From UPSC perspective, the following things are important :
Prelims level : SECI
Mains level : Paper 3- Challenges facing discoms
The power sector in India is at an inflection point. Three developments are triggering a shift across the power chain, generation and distribution in particular, and are in the process deepening existing faultlines, and exacerbating the distress.
Three changes driving the shift in power sector
1) Central government’s approach towards distribution segment
- Till recently, the Centre had preferred to incentivise states, nudging them to address the issue that lies at the heart of the power sector’s woes — turning around the operational performance and financial position.
- However, despite multiple attempts, not much has changed.
- But over the past few months, the Centre appears to have changed tack.
- The Centre no longer appears content to simply nudge states into acting.
- This change in stance is evident from enforcing the tripartite agreement to recover the dues owed to power producers like NTPC by discoms in Jharkhand, Tamil Nadu and Karnataka to now regulating coal supplies to states where power generating companies have been delaying payments.
2) Covid impact on government finances and ability to support discoms
- Notwithstanding buoyant tax revenues this year, Covid has wreaked havoc on government finances.
- The general government debt stands at 90 per cent of GDP.
- Add to this demands for greater welfare spending, uncertainty over state government finances once the five year GST compensation period ends next year, and the limits to which states can continue to support discoms will increasingly be tested.
- To what extent accounting jugglery can be used once again to clean up discom debt is debatable.
- After all, even the liquidity facility arranged by the Centre to help discoms pay off their obligations will have to be paid back.
3) Loss of monopoly and shift towards renwable
- Until now, consumers had little recourse to alternate sources of supply.

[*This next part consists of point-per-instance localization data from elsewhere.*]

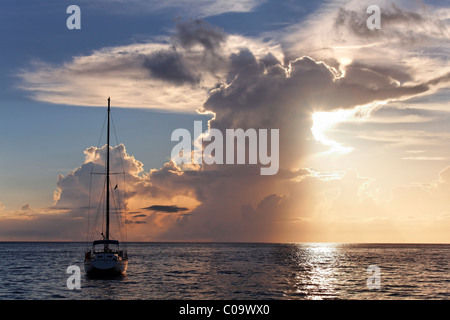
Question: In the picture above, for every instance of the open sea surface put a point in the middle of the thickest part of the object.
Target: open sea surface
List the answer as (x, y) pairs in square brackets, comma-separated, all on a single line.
[(216, 271)]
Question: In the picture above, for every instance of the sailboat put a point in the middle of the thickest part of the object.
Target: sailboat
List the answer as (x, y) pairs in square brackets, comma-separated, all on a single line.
[(106, 256)]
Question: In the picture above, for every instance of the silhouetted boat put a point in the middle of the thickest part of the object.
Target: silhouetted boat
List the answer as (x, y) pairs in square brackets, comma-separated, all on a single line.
[(106, 257)]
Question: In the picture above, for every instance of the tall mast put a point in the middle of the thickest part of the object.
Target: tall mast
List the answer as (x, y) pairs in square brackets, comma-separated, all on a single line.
[(107, 177)]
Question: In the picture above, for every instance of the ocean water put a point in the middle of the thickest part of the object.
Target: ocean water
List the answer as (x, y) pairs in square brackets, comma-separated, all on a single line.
[(216, 271)]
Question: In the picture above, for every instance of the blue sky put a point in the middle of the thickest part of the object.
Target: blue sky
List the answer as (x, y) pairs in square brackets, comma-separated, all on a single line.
[(375, 135)]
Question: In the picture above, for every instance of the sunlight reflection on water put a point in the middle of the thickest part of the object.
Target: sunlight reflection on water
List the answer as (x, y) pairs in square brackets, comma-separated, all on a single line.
[(233, 271)]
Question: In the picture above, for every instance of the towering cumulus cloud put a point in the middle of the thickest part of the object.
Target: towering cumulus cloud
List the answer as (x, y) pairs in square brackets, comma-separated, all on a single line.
[(329, 64)]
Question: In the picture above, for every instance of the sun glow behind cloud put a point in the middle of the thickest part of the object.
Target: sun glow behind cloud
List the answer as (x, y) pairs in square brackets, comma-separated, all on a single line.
[(323, 122)]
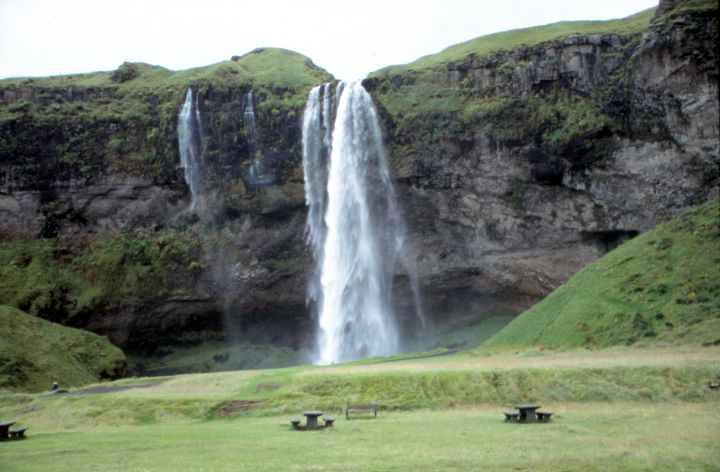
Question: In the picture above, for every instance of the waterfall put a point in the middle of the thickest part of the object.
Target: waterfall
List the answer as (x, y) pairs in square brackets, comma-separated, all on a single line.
[(190, 146), (353, 228)]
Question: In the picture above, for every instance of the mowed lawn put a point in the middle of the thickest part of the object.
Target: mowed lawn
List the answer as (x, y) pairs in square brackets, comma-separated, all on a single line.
[(584, 436), (615, 410)]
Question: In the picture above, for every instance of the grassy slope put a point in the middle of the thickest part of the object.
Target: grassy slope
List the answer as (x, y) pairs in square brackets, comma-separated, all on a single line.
[(664, 437), (35, 352), (661, 287), (486, 45), (90, 122), (616, 409)]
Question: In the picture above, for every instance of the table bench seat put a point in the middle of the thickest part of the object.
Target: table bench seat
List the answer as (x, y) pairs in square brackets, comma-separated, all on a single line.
[(360, 407), (544, 416), (17, 433)]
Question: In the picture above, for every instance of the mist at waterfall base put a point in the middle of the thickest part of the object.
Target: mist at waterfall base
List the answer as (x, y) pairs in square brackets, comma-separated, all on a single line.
[(354, 228), (247, 342)]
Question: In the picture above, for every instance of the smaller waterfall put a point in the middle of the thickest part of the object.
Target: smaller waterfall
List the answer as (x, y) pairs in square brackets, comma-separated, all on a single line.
[(190, 146), (250, 127)]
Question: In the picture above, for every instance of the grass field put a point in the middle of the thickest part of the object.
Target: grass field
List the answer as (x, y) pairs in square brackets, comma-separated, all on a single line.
[(615, 409)]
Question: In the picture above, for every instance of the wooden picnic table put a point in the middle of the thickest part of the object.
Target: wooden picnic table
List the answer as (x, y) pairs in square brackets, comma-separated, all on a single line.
[(312, 416), (527, 412), (5, 428)]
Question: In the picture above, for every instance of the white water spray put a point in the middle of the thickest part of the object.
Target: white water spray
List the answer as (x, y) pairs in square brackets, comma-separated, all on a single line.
[(353, 226), (190, 146)]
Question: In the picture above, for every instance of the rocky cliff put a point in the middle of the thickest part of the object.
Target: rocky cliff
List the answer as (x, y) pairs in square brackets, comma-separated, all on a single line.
[(518, 167), (518, 159)]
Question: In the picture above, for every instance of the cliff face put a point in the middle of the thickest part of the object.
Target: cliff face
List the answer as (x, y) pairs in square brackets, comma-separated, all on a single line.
[(515, 167), (535, 161), (94, 207)]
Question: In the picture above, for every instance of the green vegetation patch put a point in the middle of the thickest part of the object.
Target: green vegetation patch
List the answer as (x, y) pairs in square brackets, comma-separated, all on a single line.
[(79, 126), (34, 353), (487, 45), (661, 287), (60, 279)]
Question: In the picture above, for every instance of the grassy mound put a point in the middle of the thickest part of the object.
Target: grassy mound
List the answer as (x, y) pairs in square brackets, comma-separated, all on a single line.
[(35, 352), (612, 407), (486, 45), (661, 287)]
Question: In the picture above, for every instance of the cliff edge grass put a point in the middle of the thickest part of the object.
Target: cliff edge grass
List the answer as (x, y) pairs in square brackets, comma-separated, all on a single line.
[(485, 46), (660, 288), (35, 352)]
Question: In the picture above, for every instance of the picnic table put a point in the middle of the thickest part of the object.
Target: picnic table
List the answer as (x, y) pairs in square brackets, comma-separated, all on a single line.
[(312, 416), (5, 429), (527, 412)]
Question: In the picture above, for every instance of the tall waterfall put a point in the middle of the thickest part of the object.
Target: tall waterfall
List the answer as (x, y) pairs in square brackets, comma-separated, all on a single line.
[(353, 228), (190, 146)]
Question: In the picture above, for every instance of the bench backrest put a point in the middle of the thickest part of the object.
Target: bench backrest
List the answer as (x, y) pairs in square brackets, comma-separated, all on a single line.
[(362, 406)]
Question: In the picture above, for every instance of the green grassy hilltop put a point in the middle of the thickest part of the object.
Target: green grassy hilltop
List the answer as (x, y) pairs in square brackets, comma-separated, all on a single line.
[(34, 353), (659, 288)]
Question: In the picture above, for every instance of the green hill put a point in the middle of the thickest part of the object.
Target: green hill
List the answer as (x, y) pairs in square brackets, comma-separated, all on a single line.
[(659, 288), (35, 352)]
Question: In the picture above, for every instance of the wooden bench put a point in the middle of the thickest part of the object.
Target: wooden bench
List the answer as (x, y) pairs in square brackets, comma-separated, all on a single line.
[(544, 416), (360, 407), (17, 433)]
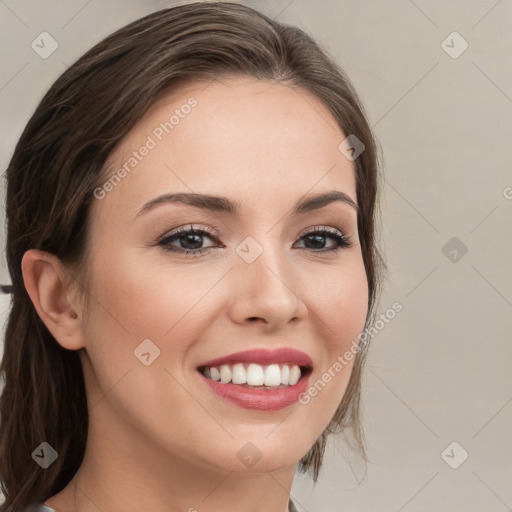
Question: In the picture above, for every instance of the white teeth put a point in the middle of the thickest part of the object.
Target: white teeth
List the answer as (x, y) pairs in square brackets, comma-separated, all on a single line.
[(294, 375), (274, 375), (255, 375), (239, 376), (285, 374), (225, 374)]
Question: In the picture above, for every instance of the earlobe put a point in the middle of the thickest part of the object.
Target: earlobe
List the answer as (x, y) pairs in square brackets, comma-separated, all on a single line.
[(46, 282)]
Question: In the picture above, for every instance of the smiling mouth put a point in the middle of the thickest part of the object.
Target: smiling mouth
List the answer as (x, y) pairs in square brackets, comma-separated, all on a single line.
[(255, 376)]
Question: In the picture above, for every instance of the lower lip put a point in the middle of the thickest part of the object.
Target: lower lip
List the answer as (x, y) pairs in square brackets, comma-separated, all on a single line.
[(262, 399)]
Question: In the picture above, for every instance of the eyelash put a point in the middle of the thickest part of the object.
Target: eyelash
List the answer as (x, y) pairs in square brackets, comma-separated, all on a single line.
[(342, 241)]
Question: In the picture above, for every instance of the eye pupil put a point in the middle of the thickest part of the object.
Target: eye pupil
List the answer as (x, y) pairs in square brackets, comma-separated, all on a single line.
[(194, 239), (318, 241)]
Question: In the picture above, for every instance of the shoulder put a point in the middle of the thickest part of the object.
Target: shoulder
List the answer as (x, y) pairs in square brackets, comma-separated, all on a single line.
[(292, 506), (39, 507)]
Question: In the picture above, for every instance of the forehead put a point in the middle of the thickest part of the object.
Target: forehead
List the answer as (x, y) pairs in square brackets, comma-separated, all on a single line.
[(261, 143)]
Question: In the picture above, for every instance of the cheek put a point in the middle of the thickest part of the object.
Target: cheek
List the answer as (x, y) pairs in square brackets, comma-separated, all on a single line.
[(341, 302)]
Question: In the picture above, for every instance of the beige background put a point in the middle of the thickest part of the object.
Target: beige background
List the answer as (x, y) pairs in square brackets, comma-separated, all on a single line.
[(440, 371)]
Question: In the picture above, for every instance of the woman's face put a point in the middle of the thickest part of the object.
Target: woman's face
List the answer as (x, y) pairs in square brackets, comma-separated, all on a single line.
[(157, 313)]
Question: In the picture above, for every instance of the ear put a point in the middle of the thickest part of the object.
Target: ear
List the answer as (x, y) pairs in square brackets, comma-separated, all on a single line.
[(47, 283)]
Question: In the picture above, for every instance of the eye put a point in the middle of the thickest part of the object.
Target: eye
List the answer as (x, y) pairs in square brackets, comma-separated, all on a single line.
[(314, 239), (190, 240)]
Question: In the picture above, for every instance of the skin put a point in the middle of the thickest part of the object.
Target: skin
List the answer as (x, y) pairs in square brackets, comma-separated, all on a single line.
[(159, 439)]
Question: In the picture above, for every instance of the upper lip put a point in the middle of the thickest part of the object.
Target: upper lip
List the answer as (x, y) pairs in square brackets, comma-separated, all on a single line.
[(263, 357)]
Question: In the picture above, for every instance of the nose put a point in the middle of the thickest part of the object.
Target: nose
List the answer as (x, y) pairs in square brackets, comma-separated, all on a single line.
[(266, 290)]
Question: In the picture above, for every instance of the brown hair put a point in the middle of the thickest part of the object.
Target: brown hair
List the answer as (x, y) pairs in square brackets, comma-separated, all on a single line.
[(60, 159)]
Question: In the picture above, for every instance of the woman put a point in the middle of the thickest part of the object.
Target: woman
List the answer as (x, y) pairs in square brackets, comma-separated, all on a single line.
[(191, 241)]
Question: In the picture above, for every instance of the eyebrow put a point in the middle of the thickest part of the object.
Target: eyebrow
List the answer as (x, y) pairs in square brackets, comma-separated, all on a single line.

- Consequently, discoms, which are essentially geographical monopolies, were able to charge higher tariffs from commercial and industrial consumers to cross-subsidise agricultural and low-income households.
- But the situation appears to be changing.

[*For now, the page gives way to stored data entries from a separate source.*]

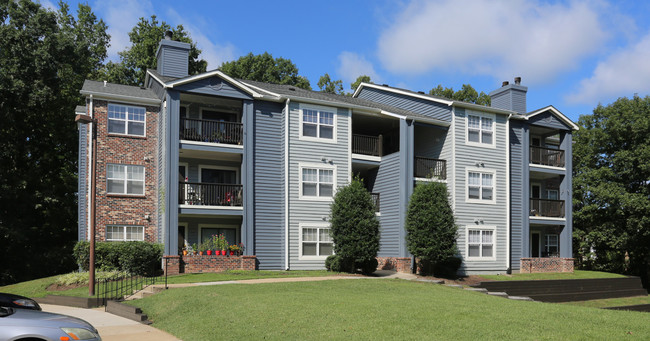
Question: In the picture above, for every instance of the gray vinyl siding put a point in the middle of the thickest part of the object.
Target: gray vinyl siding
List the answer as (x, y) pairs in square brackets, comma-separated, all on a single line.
[(269, 185), (213, 86), (173, 60), (518, 192), (547, 119), (307, 211), (387, 184), (492, 215), (421, 106), (82, 189)]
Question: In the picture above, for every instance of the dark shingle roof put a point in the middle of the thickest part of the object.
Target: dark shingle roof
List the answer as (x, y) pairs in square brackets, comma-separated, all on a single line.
[(293, 91), (118, 89)]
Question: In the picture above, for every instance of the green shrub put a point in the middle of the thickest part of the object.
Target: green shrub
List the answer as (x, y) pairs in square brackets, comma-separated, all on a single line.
[(354, 228), (134, 257), (431, 230)]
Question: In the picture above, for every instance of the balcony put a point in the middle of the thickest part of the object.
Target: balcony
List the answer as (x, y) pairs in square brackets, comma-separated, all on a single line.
[(547, 208), (546, 156), (211, 131), (375, 200), (425, 167), (207, 194)]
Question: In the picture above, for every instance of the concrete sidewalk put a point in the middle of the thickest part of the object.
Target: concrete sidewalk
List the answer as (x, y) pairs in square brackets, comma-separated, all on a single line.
[(112, 327)]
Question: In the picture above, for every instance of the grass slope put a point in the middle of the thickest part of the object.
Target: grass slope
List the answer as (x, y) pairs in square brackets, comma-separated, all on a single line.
[(375, 309), (577, 274)]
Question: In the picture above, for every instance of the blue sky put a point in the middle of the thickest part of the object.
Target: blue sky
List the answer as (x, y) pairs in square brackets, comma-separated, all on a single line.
[(571, 54)]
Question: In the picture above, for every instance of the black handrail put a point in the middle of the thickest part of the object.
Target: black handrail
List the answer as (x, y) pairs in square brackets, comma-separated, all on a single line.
[(208, 194), (211, 131)]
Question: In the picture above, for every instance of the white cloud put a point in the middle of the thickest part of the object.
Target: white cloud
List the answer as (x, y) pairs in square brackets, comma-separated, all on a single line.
[(533, 39), (121, 16), (215, 54), (623, 73), (352, 65)]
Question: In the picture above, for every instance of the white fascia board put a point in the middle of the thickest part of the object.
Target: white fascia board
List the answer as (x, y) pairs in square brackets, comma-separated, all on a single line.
[(555, 112), (121, 98), (402, 92)]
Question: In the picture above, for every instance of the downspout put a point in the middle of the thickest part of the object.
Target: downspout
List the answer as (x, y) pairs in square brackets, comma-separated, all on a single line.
[(508, 217), (286, 184)]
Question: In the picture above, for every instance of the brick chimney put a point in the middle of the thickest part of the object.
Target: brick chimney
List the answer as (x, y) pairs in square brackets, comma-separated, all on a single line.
[(172, 57), (510, 96)]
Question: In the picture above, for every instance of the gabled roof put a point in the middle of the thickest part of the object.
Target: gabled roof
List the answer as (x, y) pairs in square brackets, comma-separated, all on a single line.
[(119, 92), (555, 113), (435, 99)]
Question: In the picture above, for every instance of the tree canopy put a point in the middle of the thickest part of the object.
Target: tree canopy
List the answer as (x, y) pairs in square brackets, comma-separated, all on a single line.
[(265, 68), (466, 94), (141, 55), (612, 188), (45, 57)]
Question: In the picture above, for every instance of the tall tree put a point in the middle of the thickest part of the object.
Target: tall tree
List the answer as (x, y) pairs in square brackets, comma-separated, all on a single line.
[(360, 79), (45, 57), (326, 84), (265, 68), (141, 55), (612, 189), (466, 94)]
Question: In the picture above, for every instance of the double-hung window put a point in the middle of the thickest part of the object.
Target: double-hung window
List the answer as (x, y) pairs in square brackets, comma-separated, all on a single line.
[(318, 123), (480, 129), (125, 179), (480, 243), (126, 120), (480, 186), (124, 233), (317, 182), (316, 242)]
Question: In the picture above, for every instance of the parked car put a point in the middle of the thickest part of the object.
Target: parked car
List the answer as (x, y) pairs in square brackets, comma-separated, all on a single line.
[(17, 301), (19, 324)]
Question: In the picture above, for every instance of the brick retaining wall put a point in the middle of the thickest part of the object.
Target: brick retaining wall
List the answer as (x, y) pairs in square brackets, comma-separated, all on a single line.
[(550, 264), (205, 263)]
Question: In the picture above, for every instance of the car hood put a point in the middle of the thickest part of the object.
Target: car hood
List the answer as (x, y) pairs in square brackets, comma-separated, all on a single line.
[(25, 317)]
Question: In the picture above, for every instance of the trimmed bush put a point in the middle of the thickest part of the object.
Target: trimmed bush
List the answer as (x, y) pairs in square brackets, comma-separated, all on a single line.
[(431, 230), (354, 229), (137, 258)]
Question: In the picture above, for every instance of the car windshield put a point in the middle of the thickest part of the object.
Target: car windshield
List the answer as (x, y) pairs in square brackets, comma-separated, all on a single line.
[(6, 311)]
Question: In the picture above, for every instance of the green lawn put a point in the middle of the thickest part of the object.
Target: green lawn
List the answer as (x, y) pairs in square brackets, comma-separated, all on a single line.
[(369, 309), (613, 302), (577, 274), (37, 287)]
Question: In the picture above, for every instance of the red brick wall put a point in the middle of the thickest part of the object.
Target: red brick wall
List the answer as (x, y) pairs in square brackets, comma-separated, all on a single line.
[(550, 264), (122, 209), (399, 264), (212, 263)]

- Migration of high tariff paying consumers through open access and investments in captive power plants is gaining traction, driven in large part by the emergence of solar as an alternative at seemingly competitive tariffs.
- This reduced reliance of high tariff paying consumers on discoms will only exacerbate their already precarious financial position.
- The pace at which this transition is occurring will only accelerate in the coming years.
- On the supply side, at the global and the national level, there is a push towards cleaner fuel, solar in particular.
- Flowing from this — though with debatable relevance given the current levels of per capita emissions — is the domestic policy thrust towards renewables.
- Solar, in particular, benefits from both explicit and implicit subsidies — land at concessional rate, exemption from interstate transmission charges, discounted wheeling charges, cross-subsidies for open access, SECI taking on counterparty risk, and others.
- It also enjoys “Must Run” status.
- On the demand side, at current tariffs, solar is emerging as an attractive alternative for the high tariff paying commercial and industrial consumers.
- On their part, discoms are trying to salvage a losing situation.
- To stem the flow of high paying customers, some have begun levying an additional surcharge on whoever opts for open access to lower the cost differential.
- Others are shifting from net metering to gross metering — essentially charging consumers higher tariffs — above particular consumption levels.
Continuously subsidising discoms for their AT&C losses (operational inefficiencies), and for not supplying power at commensurate tariffs to low-income households and agricultural customers (for political considerations) will become fiscally untenable.